Esta tarde, como la mayoría de las tardes, acuden las dos al parque.
La abuela acerca la silla de ruedas de su nieta a la zona de los columpios.
La nieta, quizás alimentada en su ánimo por el rato de diversión que sabe le espera, con un gran esfuerzo se pone de pie y salva los pasos que la acercan al asiento del columpio con mucha alegría.
Una vez se sube en el columpio la niña-mujer, su abuela se retira con la silla de ruedas a un banco cercano, que le permite observar a una distancia prudencial a su nieta.
La niña-mujer ahora pertenece al dominio del aire y del cielo. Se impulsa con una gran sonrisa que no se desdibuja en ningún momento de su rostro.
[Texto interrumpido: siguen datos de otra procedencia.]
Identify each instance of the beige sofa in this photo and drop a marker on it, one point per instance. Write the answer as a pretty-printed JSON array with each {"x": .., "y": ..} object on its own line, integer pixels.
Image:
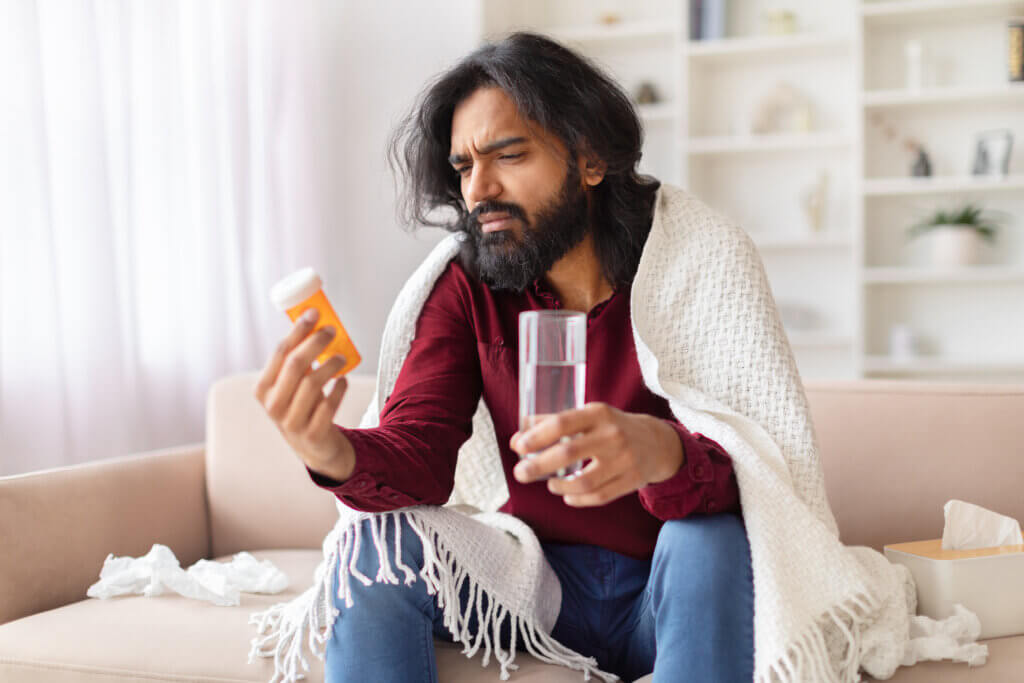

Recordando algo, frena por un instante; se detiene y saca de su pequeño bolso (que lleva colocado en bandolera) un teléfono móvil. Busca la función reproducción de música y a un volumen moderado comienza a sonar la primera canción. Guarda el móvil con la música puesta dentro de su bolso y ,con más ímpetu si cabe, continua columpiándose a la vez que escucha y canta. Son canciones de verano y así, con los ojos cerrados, cantando y meciéndose al ritmo de la música pasa un rato infinito.
En ese rato de tarde, tarde de vuelo y canto, la niña-mujer olvida las muchas limitaciones a las que le obligan su mente y su cuerpo. Esos momentos en el columpio, constituyen la grieta por la que se escapa su ser de su condición terrena.
Entonces, su cuerpo, desafiando la gravedad con ayuda del columpio y explayándose en la música, se torna liviano.
Entonces, y sólo entonces, todo está bien volando casi a ras de suelo, bajo la atenta mirada de su abuela.